Le retour vers la gentilhommière ne s'était pas fait sans difficulté, ni en silence. Il avait fallu négocier un moment avant que les deux Beynac daignent se séparer de Tagada. Ils voulaient bien admettre qu'il était plus que temps de rentrer, mais s'étaient mis dans la tête que le poney ferait un excellent animal de compagnie, au même titre qu'un chien ou un chat. Ils avaient décidé d'une alternance, un jour sur deux Tagada dormirait avec l'un, puis avec l'autre, et le matin ils iraient le promener ensemble dans les ruelles de Beynac. Trop sonnée par ce qu'elle venait de vivre pour leur tenir tête ou même s'énerver, elle avait tout simplement démissionné en les renvoyant auprès du responsable du centre. Bien évidemment, ce dernier, incrédule, avait rejeté la requête, et depuis les deux immatures n'en finissaient pas d'exprimer bruyamment leur frustration. Plaintes et traînages de pieds avaient agrémenté leur retour au bercail. 
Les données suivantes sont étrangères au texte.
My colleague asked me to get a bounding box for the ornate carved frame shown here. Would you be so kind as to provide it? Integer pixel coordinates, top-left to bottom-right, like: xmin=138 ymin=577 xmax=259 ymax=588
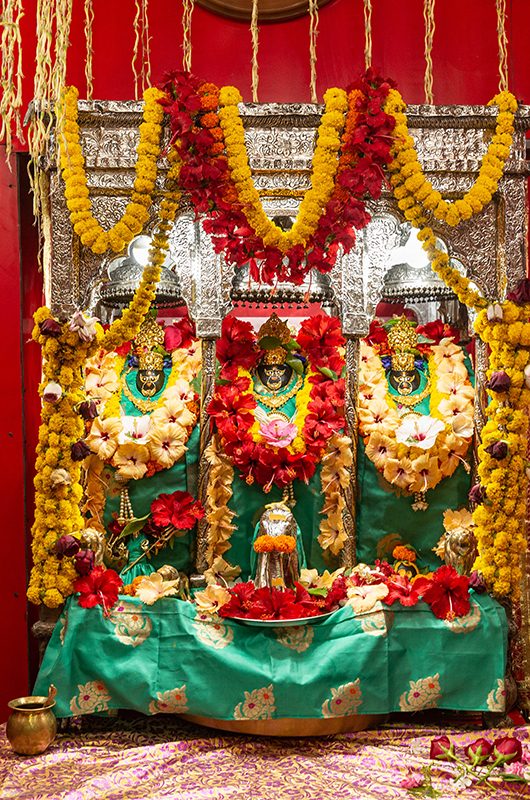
xmin=44 ymin=101 xmax=530 ymax=708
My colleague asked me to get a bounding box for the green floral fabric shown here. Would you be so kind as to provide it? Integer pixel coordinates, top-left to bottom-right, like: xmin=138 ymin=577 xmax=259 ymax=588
xmin=34 ymin=595 xmax=507 ymax=719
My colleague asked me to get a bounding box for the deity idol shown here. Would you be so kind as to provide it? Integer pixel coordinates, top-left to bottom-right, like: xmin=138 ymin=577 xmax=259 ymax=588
xmin=207 ymin=314 xmax=351 ymax=577
xmin=357 ymin=317 xmax=474 ymax=569
xmin=81 ymin=315 xmax=199 ymax=580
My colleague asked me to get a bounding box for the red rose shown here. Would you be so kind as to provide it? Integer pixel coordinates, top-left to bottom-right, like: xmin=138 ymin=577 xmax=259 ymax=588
xmin=151 ymin=491 xmax=204 ymax=531
xmin=74 ymin=566 xmax=123 ymax=614
xmin=465 ymin=738 xmax=493 ymax=766
xmin=493 ymin=736 xmax=523 ymax=764
xmin=164 ymin=317 xmax=195 ymax=353
xmin=415 ymin=566 xmax=470 ymax=620
xmin=429 ymin=736 xmax=455 ymax=761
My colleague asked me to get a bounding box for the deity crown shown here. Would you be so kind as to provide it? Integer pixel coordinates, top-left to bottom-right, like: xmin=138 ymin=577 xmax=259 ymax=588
xmin=258 ymin=312 xmax=292 ymax=366
xmin=388 ymin=316 xmax=418 ymax=372
xmin=133 ymin=317 xmax=164 ymax=370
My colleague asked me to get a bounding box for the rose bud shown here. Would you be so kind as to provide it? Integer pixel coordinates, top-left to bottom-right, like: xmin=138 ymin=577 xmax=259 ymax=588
xmin=74 ymin=550 xmax=94 ymax=575
xmin=429 ymin=736 xmax=455 ymax=761
xmin=507 ymin=278 xmax=530 ymax=306
xmin=77 ymin=400 xmax=98 ymax=421
xmin=42 ymin=381 xmax=63 ymax=403
xmin=486 ymin=303 xmax=503 ymax=322
xmin=493 ymin=736 xmax=523 ymax=763
xmin=468 ymin=483 xmax=486 ymax=506
xmin=465 ymin=739 xmax=493 ymax=766
xmin=70 ymin=439 xmax=92 ymax=461
xmin=469 ymin=569 xmax=486 ymax=594
xmin=55 ymin=534 xmax=79 ymax=561
xmin=39 ymin=317 xmax=63 ymax=339
xmin=486 ymin=442 xmax=508 ymax=461
xmin=50 ymin=467 xmax=72 ymax=489
xmin=486 ymin=370 xmax=512 ymax=392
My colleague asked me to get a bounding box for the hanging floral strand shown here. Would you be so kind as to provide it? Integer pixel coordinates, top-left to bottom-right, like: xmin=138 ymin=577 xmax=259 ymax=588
xmin=495 ymin=0 xmax=508 ymax=92
xmin=182 ymin=0 xmax=194 ymax=72
xmin=309 ymin=0 xmax=318 ymax=103
xmin=85 ymin=0 xmax=94 ymax=100
xmin=0 ymin=0 xmax=24 ymax=158
xmin=250 ymin=0 xmax=259 ymax=103
xmin=423 ymin=0 xmax=435 ymax=105
xmin=364 ymin=0 xmax=372 ymax=69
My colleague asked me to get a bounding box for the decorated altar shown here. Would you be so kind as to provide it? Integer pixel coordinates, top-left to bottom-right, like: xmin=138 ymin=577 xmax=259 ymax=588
xmin=28 ymin=56 xmax=530 ymax=733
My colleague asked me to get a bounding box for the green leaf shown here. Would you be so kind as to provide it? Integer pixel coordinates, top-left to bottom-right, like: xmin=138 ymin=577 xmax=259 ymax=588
xmin=318 ymin=367 xmax=339 ymax=381
xmin=285 ymin=357 xmax=304 ymax=375
xmin=118 ymin=514 xmax=150 ymax=539
xmin=258 ymin=336 xmax=282 ymax=350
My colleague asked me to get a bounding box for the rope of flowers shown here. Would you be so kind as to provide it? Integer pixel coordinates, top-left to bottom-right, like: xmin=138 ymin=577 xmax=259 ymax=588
xmin=359 ymin=332 xmax=473 ymax=495
xmin=387 ymin=89 xmax=517 ymax=226
xmin=208 ymin=314 xmax=352 ymax=557
xmin=28 ymin=152 xmax=185 ymax=608
xmin=85 ymin=342 xmax=200 ymax=480
xmin=385 ymin=89 xmax=517 ymax=310
xmin=219 ymin=86 xmax=348 ymax=253
xmin=470 ymin=294 xmax=530 ymax=599
xmin=202 ymin=435 xmax=235 ymax=565
xmin=57 ymin=86 xmax=164 ymax=253
xmin=164 ymin=71 xmax=394 ymax=284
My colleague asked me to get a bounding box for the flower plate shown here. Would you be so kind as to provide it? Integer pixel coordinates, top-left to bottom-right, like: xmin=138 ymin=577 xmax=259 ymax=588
xmin=226 ymin=608 xmax=340 ymax=628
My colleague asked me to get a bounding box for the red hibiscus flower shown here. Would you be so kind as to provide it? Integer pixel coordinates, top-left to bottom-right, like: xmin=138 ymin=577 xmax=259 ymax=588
xmin=217 ymin=317 xmax=260 ymax=380
xmin=383 ymin=573 xmax=420 ymax=606
xmin=74 ymin=566 xmax=123 ymax=614
xmin=414 ymin=566 xmax=470 ymax=620
xmin=296 ymin=314 xmax=346 ymax=363
xmin=151 ymin=492 xmax=204 ymax=531
xmin=164 ymin=316 xmax=195 ymax=353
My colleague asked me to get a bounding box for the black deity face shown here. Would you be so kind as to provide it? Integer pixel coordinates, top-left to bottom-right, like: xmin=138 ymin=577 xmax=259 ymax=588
xmin=258 ymin=364 xmax=293 ymax=392
xmin=389 ymin=369 xmax=420 ymax=395
xmin=136 ymin=369 xmax=165 ymax=397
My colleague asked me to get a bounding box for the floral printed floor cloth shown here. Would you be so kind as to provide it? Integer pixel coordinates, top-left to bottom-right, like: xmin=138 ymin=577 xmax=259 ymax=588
xmin=0 ymin=717 xmax=530 ymax=800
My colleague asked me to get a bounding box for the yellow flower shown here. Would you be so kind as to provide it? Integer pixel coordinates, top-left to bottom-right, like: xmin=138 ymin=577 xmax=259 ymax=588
xmin=112 ymin=442 xmax=149 ymax=481
xmin=86 ymin=417 xmax=122 ymax=461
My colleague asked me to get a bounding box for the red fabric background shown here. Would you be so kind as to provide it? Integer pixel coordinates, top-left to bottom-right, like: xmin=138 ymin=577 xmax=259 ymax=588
xmin=0 ymin=0 xmax=530 ymax=719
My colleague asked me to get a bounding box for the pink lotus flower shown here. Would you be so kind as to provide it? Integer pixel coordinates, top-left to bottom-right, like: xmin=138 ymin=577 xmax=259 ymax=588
xmin=259 ymin=419 xmax=298 ymax=447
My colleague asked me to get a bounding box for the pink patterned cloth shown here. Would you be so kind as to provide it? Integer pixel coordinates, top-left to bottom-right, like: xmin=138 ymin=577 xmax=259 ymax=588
xmin=0 ymin=716 xmax=530 ymax=800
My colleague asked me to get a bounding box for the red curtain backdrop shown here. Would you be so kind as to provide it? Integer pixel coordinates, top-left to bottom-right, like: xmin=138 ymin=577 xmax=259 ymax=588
xmin=0 ymin=0 xmax=530 ymax=718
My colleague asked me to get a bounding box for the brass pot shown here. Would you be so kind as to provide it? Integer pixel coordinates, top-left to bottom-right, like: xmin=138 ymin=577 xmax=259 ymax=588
xmin=6 ymin=696 xmax=57 ymax=756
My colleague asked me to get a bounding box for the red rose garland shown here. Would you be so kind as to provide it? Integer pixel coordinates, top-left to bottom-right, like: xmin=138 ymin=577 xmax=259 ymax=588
xmin=161 ymin=70 xmax=395 ymax=284
xmin=208 ymin=314 xmax=344 ymax=492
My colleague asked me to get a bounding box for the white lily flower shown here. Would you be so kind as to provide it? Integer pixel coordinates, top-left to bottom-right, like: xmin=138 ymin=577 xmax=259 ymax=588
xmin=42 ymin=381 xmax=63 ymax=403
xmin=69 ymin=311 xmax=99 ymax=342
xmin=396 ymin=414 xmax=445 ymax=450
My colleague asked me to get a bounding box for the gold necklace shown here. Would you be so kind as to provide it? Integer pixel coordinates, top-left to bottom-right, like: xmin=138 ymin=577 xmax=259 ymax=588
xmin=386 ymin=378 xmax=431 ymax=408
xmin=252 ymin=375 xmax=303 ymax=409
xmin=121 ymin=373 xmax=167 ymax=414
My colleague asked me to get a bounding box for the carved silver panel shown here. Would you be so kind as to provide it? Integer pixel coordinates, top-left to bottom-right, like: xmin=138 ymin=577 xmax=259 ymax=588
xmin=46 ymin=101 xmax=530 ymax=316
xmin=169 ymin=213 xmax=233 ymax=339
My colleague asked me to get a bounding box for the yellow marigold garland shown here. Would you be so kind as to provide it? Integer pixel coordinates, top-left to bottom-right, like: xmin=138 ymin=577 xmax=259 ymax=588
xmin=57 ymin=86 xmax=164 ymax=253
xmin=219 ymin=86 xmax=348 ymax=252
xmin=206 ymin=435 xmax=236 ymax=565
xmin=28 ymin=308 xmax=92 ymax=608
xmin=387 ymin=89 xmax=517 ymax=226
xmin=385 ymin=90 xmax=517 ymax=309
xmin=28 ymin=145 xmax=184 ymax=608
xmin=318 ymin=433 xmax=353 ymax=556
xmin=473 ymin=302 xmax=530 ymax=599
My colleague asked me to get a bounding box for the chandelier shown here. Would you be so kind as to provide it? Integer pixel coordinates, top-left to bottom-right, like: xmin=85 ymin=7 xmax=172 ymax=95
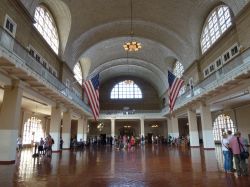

Tant et si bien qu'en passant le seuil, Astrée n'avait plus qu'un seul besoin, l'isolement. Elle avait beau les aimer plus que de raison, l'instant était mal choisi pour leurs jérémiades et autres blagues d'un goût douteux. À fleur de peau, elle supportait mal toute forme de sociabilité, et ne serait-ce que forcer un sourire s'avérait être au-dessus de ses forces. Abandonnant l'écho de leurs voix au rez-de-chaussée, elle s'empressa de rejoindre le premier étage, et sous le fallacieux prétexte d'une douche, s'assura une solitude temporaire. Et pourquoi pas un bain ? Elle n'aurait qu'à tourner le verrou afin qu'ils ne déboulent pas toutes les trois minutes et peut-être aurait-elle droit à un moment juste pour elle ? Parfois elle avait le sentiment d'être dans la peau d'une mère de famille débordée dont les enfants auraient physiquement grandis plus vite que mentalement. Elle poussa la porte de sa chambre en se délestant de son débardeur, et ce fut avec ce même débardeur au niveau des cheveux, façon Sœur Dominique qu'elle surprit le mouvement en provenance du bureau. Ou plutôt de la chaise de bureau qui, dos à elle, pivota brusquement dans sa direction. D'elle-même ?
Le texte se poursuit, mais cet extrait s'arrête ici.